With Maryland women’s soccer struggling to generate opportunities in the first half of a scoreless draw against Indiana on Sunday, the Terps once again relied heavily on goalkeeper Rachel Egyed to keep them within reach.
While the redshirt senior was officially honored for her impressive career in net two weeks ago on Senior Day, the match with the Hoosiers was the last time she would suit up as the Terps’ goalkeeper.
Though Maryland’s offense tried to come alive in the second half, Egyed’s final game as a Terp followed the same script as many of her previous 51 did. As her offense struggled to create chances, she was tasked with parrying countless efforts from her opponent. She performed admirably but wasn’t perfect, and the Terps fell, 1-0.
“We gave a lot of effort,” Leone said. “But we weren’t sharp with our passes or possession, so we were defending ourselves too much. We had the ball, we weren’t composed, so then we were defending again.”
Like many of the goals Egyed allowed this season, she had little hope at stopping the Hoosiers’ 38th-minute score. Indiana forward Chandra Davidson corralled a cross deep in the box, but, sensing she didn’t have a clear path to the goal with defender Kady Badham closely marking her, she laid off a pass back to the top of the box for midfielder Grace Geise.
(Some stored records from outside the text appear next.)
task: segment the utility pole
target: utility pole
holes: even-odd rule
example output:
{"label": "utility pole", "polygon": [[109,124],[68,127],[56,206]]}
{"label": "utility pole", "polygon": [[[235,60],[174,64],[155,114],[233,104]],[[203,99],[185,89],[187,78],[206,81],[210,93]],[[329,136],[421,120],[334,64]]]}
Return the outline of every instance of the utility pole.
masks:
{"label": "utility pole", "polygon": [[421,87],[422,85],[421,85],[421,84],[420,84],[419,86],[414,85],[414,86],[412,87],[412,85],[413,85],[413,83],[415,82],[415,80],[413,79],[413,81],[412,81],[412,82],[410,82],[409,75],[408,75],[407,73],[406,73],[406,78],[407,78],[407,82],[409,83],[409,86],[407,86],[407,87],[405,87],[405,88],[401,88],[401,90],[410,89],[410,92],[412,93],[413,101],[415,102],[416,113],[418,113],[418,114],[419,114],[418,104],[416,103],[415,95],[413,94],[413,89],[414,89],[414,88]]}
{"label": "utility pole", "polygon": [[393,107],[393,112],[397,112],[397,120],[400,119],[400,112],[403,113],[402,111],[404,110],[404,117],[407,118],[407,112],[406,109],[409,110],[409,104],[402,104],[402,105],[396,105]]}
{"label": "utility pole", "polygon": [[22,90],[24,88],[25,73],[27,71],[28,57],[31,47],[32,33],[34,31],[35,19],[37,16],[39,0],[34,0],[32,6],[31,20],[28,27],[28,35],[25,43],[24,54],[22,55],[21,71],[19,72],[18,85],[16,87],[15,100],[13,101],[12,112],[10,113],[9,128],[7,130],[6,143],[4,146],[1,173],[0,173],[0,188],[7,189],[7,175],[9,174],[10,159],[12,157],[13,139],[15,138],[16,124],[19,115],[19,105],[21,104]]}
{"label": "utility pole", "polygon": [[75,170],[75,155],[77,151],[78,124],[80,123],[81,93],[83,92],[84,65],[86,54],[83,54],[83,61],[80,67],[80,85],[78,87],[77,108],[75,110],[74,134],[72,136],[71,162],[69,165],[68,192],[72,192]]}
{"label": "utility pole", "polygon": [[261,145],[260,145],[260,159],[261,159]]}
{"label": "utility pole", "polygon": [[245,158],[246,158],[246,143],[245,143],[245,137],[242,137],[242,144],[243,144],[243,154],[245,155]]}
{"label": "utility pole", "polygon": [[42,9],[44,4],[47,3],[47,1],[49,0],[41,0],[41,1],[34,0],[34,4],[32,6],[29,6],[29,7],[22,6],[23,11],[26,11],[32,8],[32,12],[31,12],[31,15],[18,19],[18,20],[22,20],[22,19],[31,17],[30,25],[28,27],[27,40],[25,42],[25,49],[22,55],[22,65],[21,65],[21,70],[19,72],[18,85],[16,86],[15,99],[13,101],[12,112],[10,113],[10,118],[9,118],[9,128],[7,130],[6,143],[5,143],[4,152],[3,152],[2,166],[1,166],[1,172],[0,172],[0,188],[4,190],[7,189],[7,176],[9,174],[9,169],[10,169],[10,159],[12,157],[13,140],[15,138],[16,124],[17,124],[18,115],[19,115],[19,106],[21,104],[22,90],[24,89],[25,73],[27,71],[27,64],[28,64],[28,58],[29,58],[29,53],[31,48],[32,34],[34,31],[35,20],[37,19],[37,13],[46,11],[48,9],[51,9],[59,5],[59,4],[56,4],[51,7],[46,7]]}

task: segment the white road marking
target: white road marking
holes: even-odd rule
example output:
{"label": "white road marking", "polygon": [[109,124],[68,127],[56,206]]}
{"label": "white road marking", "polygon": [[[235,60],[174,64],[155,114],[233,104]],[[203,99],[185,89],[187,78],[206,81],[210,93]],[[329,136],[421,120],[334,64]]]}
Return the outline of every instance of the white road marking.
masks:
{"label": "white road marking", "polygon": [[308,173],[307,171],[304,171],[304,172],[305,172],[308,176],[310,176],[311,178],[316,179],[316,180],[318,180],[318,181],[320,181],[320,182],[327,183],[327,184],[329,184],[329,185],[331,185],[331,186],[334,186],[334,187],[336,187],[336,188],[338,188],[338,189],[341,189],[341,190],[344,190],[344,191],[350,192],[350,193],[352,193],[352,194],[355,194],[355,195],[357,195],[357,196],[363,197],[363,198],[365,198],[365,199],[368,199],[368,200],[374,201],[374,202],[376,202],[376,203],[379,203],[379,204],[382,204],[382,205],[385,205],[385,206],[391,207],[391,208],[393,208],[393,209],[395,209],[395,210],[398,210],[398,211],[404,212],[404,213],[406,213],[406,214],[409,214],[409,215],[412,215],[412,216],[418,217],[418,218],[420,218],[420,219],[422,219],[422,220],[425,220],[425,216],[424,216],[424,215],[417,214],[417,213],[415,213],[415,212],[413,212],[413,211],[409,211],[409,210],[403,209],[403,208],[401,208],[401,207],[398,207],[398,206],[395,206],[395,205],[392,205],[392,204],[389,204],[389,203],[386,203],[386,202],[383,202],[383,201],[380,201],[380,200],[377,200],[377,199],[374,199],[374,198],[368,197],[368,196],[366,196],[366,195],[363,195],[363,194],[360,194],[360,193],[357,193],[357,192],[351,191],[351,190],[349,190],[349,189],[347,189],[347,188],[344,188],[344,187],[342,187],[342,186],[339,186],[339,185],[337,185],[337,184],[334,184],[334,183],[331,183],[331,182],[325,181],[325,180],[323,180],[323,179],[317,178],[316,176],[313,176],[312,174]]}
The sophomore took one quick touch to her right to avoid a sliding midfielder Malikae Dayes, and slotted a skidding shot into the bottom right corner of goal, enough to negate Egyed’s five-save performance.
Despite a slow first half from Maryland, the Terps attack had perhaps its best half of the season in the final 45 minutes.
After an Indiana shot in the 55th minute, Mayland went on a 22-minute string where the offense outshot the Hoosiers 9-0. Of those opportunities, the best chance came on a well-struck laser from midfielder Hope Lewandoski.
The sophomore, running down the left side of the Hoosier defense, crushed an outside strike that would’ve beaten goalkeeper Bethany Kopel, but the attempt clipped the crossbar.
“Going into the locker room, we knew we weren’t performing like we wanted to,” Lewandoski said. “So we said, ‘Look, this is our last 45 minutes. We’ve got to give all we’ve got.’ So I think we just put more energy into that second half.”
And prior to the uncharacteristically potent second half, the Terps had nearly found a late-period equalizer in the first half.
Midfielder Loren Sefcik floated a through ball over the top of Indiana’s backline, and the pass landed at the feet of forward Emily McNesby deep in the box between three Hoosier defenders. With nobody between her and the goalkeeper, the freshman lifted a shot around Kopel, but it rolled just wide left of the frame.
Other than the near-miss from McNesby, the Terps failed to earn many meaningful opportunities in the first half. Maryland didn’t earn its first shot until the 15-minute mark, and the Hoosiers held a 10-6 shot advantage prior to halftime.
Maryland rebounded for a 10-7 shot advantage in the second half, but, after failing to find a goal, fell 1-0 to the Hoosiers. In the final game of the season, the Terps were shut out for the 10th time.
“Even if we were out of the [Big Ten] tournament, we still had to play for ourselves, for our pride and for our seniors,” midfielder Darby Moore said. “We’re here to turn the ship around, as our coach likes to say, and we’re going to rebuild the program with everything we can get.”